Since the mid-1990s, there has been continued research and policy interest in understanding the characteristics and needs of families and their children who become homeless, especially in understanding the heterogeneity within the population and whether a typology of families can be created (i.e., distinguishing families with greater needs for services and housing from those with lesser needs). With respect to children, research has focused largely on understanding the impact of homelessness.
At federal and state levels, there also has been increased attention to the types of housing models needed by the array of families who become homeless (including transitional, permanent supportive housing, and permanent housing), the services that are needed to assist families and their children while they are homeless and after they exit, and strategies for preventing family homelessness and facilitating more rapid exits.
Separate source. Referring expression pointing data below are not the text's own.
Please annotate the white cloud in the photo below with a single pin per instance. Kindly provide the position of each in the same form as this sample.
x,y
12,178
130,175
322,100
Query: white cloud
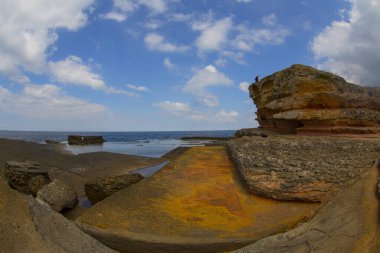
x,y
153,24
123,8
137,88
156,42
119,17
227,116
184,110
204,78
125,5
248,39
28,31
213,35
156,6
269,20
73,71
351,48
48,102
243,86
176,108
168,64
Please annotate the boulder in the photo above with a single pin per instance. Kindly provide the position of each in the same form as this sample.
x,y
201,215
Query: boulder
x,y
100,188
304,100
84,140
26,177
26,225
58,195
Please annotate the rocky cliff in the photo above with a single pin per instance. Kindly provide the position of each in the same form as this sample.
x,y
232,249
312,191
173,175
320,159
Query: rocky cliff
x,y
301,99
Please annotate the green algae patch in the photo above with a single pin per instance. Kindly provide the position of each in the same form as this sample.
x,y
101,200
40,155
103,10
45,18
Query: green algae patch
x,y
195,202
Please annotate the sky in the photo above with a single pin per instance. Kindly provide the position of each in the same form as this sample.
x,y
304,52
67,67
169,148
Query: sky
x,y
164,65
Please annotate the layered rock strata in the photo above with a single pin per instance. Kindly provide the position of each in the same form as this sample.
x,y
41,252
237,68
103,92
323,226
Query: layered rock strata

In this paper, we synthesize what we know in each of these areas, highlighting the relevant research studies and policy analyses that have been conducted since 1998 that shape our understanding. We begin with a methodological overview of the more recent research studies on the characteristics and needs of families and children, followed by a summary of the main findings. We then provide a more in-depth synthesis of the literature on the characteristics and needs of homeless families overall, and then on the impact of homelessness on children. We follow with summaries of the descriptive and outcome findings from evaluations of various housing and service interventions and efforts to prevent homelessness. The final section outlines the research that is indicated to fill the gaps in knowledge that remain.